Gov. Rick Scott Slashes $142.7 Million from Budget
Gov. Rick Scott signed a budget that increases education spending by $1 billion from last year, while slashing $142.7 million from individual legislators' projects such as the Science and Discovery Center of Northwest Florida, the Frank Lloyd Wright House at Florida Southern College and the Bay of Pigs Museum in Miami.
The hallmark of the $70 billion budget for Scott was education, using the A-rated Cunningham Creek Elementary School in St. Johns County at noon Tuesday as the backdrop for signing the 2012-2013 budget.
“Over the last year I have traveled the state to hear from Floridians what issues they care about most.
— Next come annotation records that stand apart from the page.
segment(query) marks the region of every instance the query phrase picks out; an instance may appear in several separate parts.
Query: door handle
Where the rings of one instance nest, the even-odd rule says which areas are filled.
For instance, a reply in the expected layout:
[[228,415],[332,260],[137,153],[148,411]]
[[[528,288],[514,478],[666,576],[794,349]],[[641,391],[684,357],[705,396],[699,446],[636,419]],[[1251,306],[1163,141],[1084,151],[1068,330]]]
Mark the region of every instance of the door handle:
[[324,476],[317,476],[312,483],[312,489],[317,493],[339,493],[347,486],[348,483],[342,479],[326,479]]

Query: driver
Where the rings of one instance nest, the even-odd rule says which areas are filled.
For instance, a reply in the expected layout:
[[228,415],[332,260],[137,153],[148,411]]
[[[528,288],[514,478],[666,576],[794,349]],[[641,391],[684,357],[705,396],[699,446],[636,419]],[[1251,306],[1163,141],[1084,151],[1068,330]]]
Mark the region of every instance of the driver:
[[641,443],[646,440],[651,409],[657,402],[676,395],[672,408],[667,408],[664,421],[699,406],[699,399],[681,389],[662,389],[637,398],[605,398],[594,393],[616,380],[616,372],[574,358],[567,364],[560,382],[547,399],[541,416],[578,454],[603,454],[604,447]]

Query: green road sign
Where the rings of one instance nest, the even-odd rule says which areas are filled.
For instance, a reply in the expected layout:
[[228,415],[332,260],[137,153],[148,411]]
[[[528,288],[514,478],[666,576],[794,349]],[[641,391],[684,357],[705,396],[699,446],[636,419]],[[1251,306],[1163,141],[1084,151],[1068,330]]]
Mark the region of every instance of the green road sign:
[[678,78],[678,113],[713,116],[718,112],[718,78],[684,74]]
That’s why this budget should be known as an education budget,” Scott stated in a release issued after the budget was signed.
“The two issues that Floridians care most about are jobs and education, and the two go hand in hand since a good education is critical to getting a good job.” Scott had called for legislators to significantly increase the Pre-K-12 funding when he proposed a budget in December.
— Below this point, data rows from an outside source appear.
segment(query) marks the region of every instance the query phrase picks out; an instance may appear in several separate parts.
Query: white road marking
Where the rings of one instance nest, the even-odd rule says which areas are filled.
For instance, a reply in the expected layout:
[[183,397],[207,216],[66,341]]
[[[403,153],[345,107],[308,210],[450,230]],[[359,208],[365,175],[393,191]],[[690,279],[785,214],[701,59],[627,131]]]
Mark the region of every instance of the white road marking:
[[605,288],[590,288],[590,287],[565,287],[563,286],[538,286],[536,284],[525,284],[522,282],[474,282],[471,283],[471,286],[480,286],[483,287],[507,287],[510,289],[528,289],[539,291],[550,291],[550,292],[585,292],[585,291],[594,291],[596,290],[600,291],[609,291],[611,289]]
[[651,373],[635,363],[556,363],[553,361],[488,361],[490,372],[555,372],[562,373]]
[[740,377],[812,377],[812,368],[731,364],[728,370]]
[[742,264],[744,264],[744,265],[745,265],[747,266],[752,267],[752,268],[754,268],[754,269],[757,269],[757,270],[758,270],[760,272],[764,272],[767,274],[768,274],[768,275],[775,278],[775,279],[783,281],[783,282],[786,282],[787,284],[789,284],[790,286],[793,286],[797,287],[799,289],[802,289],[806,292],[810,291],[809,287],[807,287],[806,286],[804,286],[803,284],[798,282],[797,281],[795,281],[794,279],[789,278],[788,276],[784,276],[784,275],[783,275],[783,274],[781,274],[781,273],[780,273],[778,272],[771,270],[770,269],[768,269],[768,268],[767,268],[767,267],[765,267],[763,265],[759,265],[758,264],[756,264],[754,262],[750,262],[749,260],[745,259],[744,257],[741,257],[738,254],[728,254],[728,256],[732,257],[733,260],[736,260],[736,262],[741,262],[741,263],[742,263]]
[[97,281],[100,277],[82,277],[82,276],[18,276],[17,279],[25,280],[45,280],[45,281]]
“Education is the key to Florida’s long-term prosperity, so we had to find a way to pass the critical increase in education funding in the budget,” Scott stated in Tuesday’s release.
“The increase in education funding, paired with my 2012 Job Creation and Economic Growth Agenda and auto insurance fraud reform, are all steps on the road to making Florida the greatest state in the nation to live, work and play.”
House Speaker Dean Cannon, R-Winter Park, said Scott “thoughtfully reviewed” the legislative budget.
“The state budget signed into law today confronts an over $1 billion shortfall without raising taxes, provides for more than $2 billion in reserves to preserve our bond rating and increases education funding by more than $1 billion,” Cannon stated in a release.
“By holding the line on taxes in the face of a significant shortfall and taking the steps needed to preserve our bond rating, we are reaffirming our shared commitment to fostering a stable and reliable business climate ripe for private-sector job creation. The $1 billion increase in education funding takes this commitment one step further by ensuring that Florida remains home to a work force equipped with the education and skills needed to compete and lead in a global economy."
The Florida Democratic Party wasted little time in criticizing the budget as “an assault on the middle class.”
“What the governor touts as an investment in education fails to restore the massive cuts made by Scott and the GOP-led Legislature last session,” Florida Democratic Party Chairman Rod Smith stated in a release issued as the signing ceremony was still under way.
“This budget is nothing more than the same shortsighted priorities of Florida Republicans that have put the special interests ahead of investing in education -- while schools are left crumbling around our children. That is no way to lead.
“More importantly, this budget squeezes funding from critical services, putting the burden of balancing the budget squarely on the backs of Florida’s families. This budget is an assault on the middle class and fails Florida’s families in every way by moving our state in the wrong direction.”